I didn’t like where this was heading. The weather pattern was definitely shifting. I could feel it in my bones. It’s not as though
a chilly wind blew through. It was more like a black cloud fell over the room. “Not tonight? Or never again?”
“Mark… I love you. I do.” The tears were beginning to pool. I started to get up, and she held up her hand to stop me. “But I can’t have a relationship with you. The timing’s bad, and I have too much baggage, too many things to work through. You want too much. I can’t give it to you.”
The last year flashed before my eyes, shredding my soul as the images clicked. I was exhausted. It had been a grueling day, and I had no fight left in me. “You were never going to let me decide whether he could have soda instead of juice, were you?”
She shrugged.
But I already knew the answer. I’d been getting the vibe all along. It never let up. I wasn’t going to beg or push her this time. I’d already done it so many times, and I didn’t have the energy or the appetite for it anymore. “What about Teddy?”
“What about him?” she asked.
“You can kick me out of your life, but don’t you dare kick me out of his. Men don’t walk away from their kids.”
“He’s not your kid.”
“I wanted him to be. And if he was, I’d fight you for custody with everything I had.”
She gasped.
“Oh, stop. I’d never take a child from his mother. That relationship is too important. But I’d want to be a big part of his life. What’s he going to think? That this is how men behave? When he wakes up tomorrow, I’ll be gone. Just like that. What’s it going to teach him?”
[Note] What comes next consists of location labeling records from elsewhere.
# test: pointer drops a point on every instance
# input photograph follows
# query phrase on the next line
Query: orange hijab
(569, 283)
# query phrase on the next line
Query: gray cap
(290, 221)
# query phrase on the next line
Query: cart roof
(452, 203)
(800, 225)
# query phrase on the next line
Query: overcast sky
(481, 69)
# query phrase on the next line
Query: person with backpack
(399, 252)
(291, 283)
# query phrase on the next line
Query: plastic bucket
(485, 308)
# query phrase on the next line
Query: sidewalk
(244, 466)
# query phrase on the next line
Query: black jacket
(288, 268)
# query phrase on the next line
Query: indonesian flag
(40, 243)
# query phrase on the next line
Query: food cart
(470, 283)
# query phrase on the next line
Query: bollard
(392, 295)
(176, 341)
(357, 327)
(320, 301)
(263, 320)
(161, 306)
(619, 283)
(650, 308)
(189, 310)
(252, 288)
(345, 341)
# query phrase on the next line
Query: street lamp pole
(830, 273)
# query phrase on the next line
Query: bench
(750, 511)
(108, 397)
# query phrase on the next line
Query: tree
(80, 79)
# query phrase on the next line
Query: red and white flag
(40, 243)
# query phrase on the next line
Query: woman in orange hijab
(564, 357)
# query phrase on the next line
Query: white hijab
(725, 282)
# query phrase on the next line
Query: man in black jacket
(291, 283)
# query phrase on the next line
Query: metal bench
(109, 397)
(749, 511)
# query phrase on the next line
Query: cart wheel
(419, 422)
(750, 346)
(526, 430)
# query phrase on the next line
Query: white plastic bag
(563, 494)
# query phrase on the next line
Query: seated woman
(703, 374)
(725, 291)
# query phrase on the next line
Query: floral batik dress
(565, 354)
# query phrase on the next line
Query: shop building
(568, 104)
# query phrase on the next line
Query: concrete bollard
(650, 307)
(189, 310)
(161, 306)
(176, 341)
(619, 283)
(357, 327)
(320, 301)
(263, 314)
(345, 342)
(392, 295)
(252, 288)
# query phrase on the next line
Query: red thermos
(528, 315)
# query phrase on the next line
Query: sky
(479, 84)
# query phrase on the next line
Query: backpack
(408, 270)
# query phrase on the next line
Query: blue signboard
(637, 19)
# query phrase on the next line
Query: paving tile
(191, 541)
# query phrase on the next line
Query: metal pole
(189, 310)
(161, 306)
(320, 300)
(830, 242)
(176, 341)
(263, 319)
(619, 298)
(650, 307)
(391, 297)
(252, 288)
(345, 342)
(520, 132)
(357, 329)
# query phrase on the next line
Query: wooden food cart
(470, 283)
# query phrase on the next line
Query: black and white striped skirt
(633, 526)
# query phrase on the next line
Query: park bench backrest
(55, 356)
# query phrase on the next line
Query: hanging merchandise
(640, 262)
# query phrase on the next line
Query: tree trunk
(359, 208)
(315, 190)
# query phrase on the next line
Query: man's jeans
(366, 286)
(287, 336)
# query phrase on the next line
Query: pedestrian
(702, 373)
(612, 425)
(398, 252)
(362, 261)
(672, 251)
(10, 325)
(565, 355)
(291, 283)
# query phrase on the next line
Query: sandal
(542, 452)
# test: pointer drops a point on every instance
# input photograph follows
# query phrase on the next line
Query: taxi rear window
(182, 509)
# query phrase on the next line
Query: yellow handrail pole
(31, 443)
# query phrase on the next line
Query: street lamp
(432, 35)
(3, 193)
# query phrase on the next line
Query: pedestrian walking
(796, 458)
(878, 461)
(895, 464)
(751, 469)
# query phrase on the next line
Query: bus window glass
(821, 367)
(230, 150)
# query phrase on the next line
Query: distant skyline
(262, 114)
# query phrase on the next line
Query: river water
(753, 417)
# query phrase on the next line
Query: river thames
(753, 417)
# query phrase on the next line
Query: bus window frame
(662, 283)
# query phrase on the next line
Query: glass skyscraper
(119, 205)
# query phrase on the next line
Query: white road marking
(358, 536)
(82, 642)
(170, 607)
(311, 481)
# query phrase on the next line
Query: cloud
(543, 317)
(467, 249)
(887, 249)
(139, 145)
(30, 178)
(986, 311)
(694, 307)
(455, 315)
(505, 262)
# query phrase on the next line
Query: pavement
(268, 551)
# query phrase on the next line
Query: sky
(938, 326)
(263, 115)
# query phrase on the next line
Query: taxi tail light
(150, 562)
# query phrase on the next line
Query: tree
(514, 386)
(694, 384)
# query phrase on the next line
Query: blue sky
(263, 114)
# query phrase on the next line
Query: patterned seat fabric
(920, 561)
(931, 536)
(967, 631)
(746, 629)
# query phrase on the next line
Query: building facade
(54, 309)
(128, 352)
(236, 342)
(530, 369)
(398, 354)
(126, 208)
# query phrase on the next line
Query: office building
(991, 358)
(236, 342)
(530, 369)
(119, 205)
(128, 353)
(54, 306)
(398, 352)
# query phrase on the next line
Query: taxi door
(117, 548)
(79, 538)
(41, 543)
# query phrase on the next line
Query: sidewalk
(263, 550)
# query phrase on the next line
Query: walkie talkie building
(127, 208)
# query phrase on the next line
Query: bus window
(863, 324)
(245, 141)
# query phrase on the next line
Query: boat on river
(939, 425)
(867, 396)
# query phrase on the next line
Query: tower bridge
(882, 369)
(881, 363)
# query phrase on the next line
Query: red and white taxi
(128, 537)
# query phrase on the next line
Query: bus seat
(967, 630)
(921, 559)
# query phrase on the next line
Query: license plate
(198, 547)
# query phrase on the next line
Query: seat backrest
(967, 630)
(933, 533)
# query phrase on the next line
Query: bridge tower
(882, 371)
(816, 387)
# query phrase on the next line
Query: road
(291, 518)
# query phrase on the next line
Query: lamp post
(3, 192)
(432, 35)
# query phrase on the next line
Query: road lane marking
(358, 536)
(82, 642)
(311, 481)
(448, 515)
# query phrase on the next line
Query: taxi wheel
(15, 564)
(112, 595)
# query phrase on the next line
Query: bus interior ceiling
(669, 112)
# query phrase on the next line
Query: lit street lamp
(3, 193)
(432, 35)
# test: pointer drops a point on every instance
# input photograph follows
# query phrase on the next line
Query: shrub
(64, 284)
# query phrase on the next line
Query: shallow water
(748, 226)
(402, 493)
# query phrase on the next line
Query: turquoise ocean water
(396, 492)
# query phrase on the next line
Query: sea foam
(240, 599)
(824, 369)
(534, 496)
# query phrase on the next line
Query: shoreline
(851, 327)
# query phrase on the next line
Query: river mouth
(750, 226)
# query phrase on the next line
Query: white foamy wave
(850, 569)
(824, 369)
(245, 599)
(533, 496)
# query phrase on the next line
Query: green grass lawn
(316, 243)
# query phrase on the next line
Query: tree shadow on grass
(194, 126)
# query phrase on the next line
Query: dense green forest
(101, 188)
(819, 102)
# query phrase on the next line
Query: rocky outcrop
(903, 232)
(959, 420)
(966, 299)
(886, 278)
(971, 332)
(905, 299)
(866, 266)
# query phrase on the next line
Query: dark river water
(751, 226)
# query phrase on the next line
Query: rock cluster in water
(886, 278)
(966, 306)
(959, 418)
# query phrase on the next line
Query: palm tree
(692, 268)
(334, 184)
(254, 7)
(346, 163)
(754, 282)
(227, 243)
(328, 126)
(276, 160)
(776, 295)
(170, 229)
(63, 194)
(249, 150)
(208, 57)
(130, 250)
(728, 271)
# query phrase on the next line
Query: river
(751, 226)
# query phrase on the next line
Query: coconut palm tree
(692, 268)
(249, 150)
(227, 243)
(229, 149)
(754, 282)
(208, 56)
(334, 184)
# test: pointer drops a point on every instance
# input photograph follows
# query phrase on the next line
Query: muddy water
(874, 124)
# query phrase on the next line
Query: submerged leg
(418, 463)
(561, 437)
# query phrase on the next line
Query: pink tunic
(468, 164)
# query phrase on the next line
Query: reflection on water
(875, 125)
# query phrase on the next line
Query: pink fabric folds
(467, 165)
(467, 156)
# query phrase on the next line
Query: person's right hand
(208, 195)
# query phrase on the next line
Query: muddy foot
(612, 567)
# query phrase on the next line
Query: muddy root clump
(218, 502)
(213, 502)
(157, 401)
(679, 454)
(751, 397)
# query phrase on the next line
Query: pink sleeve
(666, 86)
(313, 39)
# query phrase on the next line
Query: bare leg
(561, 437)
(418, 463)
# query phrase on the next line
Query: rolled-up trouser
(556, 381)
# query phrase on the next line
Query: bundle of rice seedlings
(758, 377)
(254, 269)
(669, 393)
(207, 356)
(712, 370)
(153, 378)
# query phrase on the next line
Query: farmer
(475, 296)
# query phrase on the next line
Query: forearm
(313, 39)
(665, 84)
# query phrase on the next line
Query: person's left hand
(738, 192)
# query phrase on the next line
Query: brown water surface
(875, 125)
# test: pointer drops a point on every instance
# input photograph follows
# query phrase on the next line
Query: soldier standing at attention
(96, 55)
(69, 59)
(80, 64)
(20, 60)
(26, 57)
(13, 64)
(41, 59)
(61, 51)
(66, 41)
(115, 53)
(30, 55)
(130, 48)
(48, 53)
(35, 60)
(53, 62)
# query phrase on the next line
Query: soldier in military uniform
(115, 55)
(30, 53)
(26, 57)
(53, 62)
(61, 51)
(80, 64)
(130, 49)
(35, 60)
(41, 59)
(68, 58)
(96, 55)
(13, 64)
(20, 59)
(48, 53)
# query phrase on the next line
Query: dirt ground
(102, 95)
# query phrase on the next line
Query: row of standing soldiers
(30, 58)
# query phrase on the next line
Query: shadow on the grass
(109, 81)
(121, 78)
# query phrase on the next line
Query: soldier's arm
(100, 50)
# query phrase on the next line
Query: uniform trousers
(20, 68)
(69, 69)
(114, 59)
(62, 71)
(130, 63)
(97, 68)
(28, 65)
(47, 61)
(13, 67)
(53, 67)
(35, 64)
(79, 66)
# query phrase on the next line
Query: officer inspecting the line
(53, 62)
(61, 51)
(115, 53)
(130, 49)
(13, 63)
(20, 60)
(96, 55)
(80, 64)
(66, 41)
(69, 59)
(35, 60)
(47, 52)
“I’ll tell him you’re busy with work.”
“No. No, you won’t tell him that, because men make time for their children no matter how busy they are at work. Tell him the truth, Emmie. Tell him you didn’t love me in the special way mommies love daddies. Tell him he can call me, anytime, and I’ll still teach him how to play lacrosse, and how to throw a curve ball. Tell him that. Because it’s the truth.”
She was sniffling, and turned her back so I wouldn’t see her cry. Because she couldn’t even give me that. She hadn’t misled me. All along, she kept telling me, in so many ways, that she would never be all in.
But I didn’t listen.
“Why don’t you go and put the ring back on, so some other fool doesn’t get too far in.” I slammed the door, and left the woman, the child, and the life I had wanted so desperately, behind.